Passei quase vinte anos lendo sem perceber que a maioria desses autores eram homens e apenas de vez em quando uma autora surgia entre minhas leituras.
No avião, além de ler o romance de plantão, gosto muito de dar uma olhada na revista que disponibilizam na poltrona da frente, e sempre desfruto de uma atenção especial às primeiras páginas da revista Avianca, onde aparecem os escritores do mês com uma foto em preto e branco e uma minibiografia.
Foi assim que descobri Maitena Caiman, uma escritora espanhola que me chamou a atenção porque em sua minibiografia dizia que dava oficinas de redação. Isso me lembrou de um antigo sonho de escrever, que com a correria da vida adulta acabei arquivando e esquecendo em uma gaveta. Então peguei a agenda que sempre levo comigo, anotei o nome dela e continuei lendo a revista como já era minha rotina no avião.
À noite, quando cheguei ao hotel, procurei pela Maitena Caiman na internet, encontrei seu Instagram, me inscrevi em sua Newsletter e explorei todo o conteúdo que ela oferecia online: textos, poemas, workshops e círculos de escritores.
Descobri que por aqueles dias estavam lançando as inscrições para um desafio epistolar, que para quem lê meus textos regularmente, sabe que sou apaixonada por cartas e que esse desafio foi uma inspiração para outros textos que já publiquei aqui no Sabático.
Para quem não leu meus textos anteriores ou não se lembra, o desafio consistia em enviar três cartas a uma estranha. No terceiro dia, recebi o desafio pouco antes de entrar no avião para voar de Barranquilla a Bogotá e consistia em recomendar à destinatária das minhas cartas – que depois das duas primeiras cartas já não nos sentíamos como desconhecidas, mas sim um pouco íntimas – três escritoras do meu país.
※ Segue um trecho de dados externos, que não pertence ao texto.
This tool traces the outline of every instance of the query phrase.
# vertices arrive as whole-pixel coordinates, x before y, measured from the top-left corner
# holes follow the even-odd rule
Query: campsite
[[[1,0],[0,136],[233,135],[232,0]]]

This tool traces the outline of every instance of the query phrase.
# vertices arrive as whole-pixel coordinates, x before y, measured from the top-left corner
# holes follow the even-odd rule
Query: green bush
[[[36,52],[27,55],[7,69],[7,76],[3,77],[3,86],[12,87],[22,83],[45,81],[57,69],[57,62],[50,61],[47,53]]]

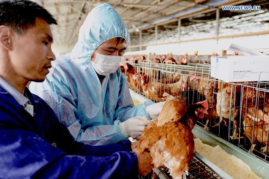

Para minha surpresa, passei os noventa minutos do voo com a minha mente em branco, nenhuma autora do meu país que eu tivesse lido nos últimos meses, ou no último ano, me veio à cabeça. Depois de várias reflexões e chicotadas mentais durante o voo, finalmente desembarquei em Bogotá e corri até a livraria mais perto para procurar na seção de literatura colombiana escritoras que me chamaram a atenção ou que alguém me recomendou um dia, mas nunca me animei a ler.
Selecionei dois: Somos Luces Abismales de Carolina Sanín e La Perra (A Cachorra) de Pilar Quintana, ambas li em uma sentada. E foi assim que comecei a selecionar mais e mais livros escritos por mulheres e cada vez me identifiquei mais com eles, a tal ponto que hoje só há livros escritos por mulheres na minha mesinha de cabeceira; não quer dizer que eu tenha eliminado escritores homes da minha vida, de vez em quando um deles aparece na minha mesa de cabeceira, mas são as mulheres que ocupam a maior parte das minhas horas de leitura.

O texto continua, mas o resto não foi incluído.